Defiance At It's Best | Teen Ink

Defiance At It's Best

January 3, 2012
By Anonymous

I slowly walked into the small, beige-walled room. There was a dim lamp sitting on an old fashioned, chestnut table with white doilies in the left corner. Next to the table was a cherry colored, leather chair. The whole room smelled of pumpkin. I love that smell. I sat at the sandy couch parallel to the chair and table. I was almost too comfortable. My buttocks felt as if it were being hugged by a plush, stuffed animal. I sat there being awkwardly engulfed by the couch, twiddling my thumbs, and tapping my feet, for what felt like half an hour. Yet every time I looked at the clock, the minute hand seemed to be frozen in time.

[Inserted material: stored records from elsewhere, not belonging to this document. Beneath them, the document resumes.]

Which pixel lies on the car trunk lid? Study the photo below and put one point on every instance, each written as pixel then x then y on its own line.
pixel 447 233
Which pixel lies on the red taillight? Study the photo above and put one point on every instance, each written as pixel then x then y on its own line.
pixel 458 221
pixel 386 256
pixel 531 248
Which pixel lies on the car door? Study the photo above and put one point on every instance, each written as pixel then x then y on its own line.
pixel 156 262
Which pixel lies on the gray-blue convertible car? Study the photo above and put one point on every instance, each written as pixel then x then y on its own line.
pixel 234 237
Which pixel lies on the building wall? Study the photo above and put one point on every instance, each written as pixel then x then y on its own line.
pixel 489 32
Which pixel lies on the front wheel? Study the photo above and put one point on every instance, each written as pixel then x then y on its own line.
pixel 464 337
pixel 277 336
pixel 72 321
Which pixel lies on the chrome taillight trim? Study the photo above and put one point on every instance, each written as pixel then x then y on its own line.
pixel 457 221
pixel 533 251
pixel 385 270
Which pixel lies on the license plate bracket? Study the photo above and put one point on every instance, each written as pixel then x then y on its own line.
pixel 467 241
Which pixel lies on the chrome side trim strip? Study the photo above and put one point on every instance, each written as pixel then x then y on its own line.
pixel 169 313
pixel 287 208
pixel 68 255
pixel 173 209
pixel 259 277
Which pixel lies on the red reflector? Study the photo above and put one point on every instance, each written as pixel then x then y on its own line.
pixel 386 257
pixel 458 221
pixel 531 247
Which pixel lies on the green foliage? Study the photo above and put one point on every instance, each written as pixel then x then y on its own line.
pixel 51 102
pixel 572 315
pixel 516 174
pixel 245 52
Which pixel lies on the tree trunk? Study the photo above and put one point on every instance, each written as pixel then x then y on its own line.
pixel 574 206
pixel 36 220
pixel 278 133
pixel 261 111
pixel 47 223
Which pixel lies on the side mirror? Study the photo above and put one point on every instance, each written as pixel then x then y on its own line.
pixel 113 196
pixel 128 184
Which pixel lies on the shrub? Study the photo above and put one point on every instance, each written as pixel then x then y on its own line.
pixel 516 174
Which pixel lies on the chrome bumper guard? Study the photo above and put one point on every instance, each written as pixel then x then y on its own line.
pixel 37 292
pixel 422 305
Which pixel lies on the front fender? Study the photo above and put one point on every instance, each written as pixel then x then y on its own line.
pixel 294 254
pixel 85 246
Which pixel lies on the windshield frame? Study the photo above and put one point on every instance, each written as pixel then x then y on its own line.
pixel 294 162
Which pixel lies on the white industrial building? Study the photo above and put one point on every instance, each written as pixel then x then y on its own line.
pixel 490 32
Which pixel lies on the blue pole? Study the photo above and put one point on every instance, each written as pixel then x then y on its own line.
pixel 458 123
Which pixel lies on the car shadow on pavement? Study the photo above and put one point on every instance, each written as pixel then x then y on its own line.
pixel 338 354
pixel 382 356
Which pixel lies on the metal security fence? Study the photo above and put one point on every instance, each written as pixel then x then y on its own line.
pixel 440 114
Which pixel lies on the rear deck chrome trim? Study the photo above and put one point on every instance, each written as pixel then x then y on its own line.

A small, round, red-cheeked man walked in the room. If he were only a few inches shorter, he would definitely been considered a dwarf—or a midget, whatever is “politically correct.”

This was the man they expected me to spill my innermost secrets too? They, my parents, must have been developing dementia. After my last therapist, Miss Stanke, I would have assumed they’d pick someone a little less vulnerable—maybe go for a big wrestler resembling some type of cross between Rocky and The Hulk. Instead, they got a midget Santa Claus. I was just waiting for his little midget reindeer to walk in the door behind him. Then his secretary closed the door, and I was trapped with old Saint Nick.

He pulled out a little note pad and started vigorously writing. Usually this doesn’t start happening until I’ve been thoroughly poked and prodded. I wondered if he was new to this. Maybe I should take the notepad and he should be eaten by this weird couch, I thought.

I noticed I had been staring at him through squinty eyes. It’s not that I try to act like that; my emotions are just very clearly illustrated on my face. He looked up at me and I wiped the small pool of drool forming in the corner of my mouth. What can I say? I was bored. So many different therapists or “friends” as they would call themselves, and still nobody could help me. I was, as my peers would call, a head case: defiant, scared, and completely unwilling to cooperate with my feelings.

The little Santa man looked at me, with his beady little eyes. Was he going to say anything?? Then, as if reading my mind, he asked me, “So, are you going to say anything?” Then it hit me that this guy wasn’t going to be like the past 4 therapists. He didn’t give me that puppy-dog-eyed pout face. He didn’t start out with “How was your day?”—no; he started out with a snide, angry “So, are you going to say anything?” For the first time since I was diagnosed with seasonal affliction disorder, for the first time since my parents had gotten a divorce, and for the first time since I was raped by my boyfriend, I took a good look at somebody else’s life. I stepped out of my own little bubble of problems, and saw a man who seemed tired, lonely, annoyed, and I wasn’t helping. That was when the tears started to fall, and for the first time in my life, I talked about my problems: honestly, truthful, and heartfelt.

People say that the third time’s the charm. For me, it was the 5th. Mr. 5 is what I call him when I go to visit him every Sunday. He is the man who made me realize that, even though I have problems, I don’t have to deal with them alone. Therapists are meant to be friends, and I’m glad I finally took the time to figure that out.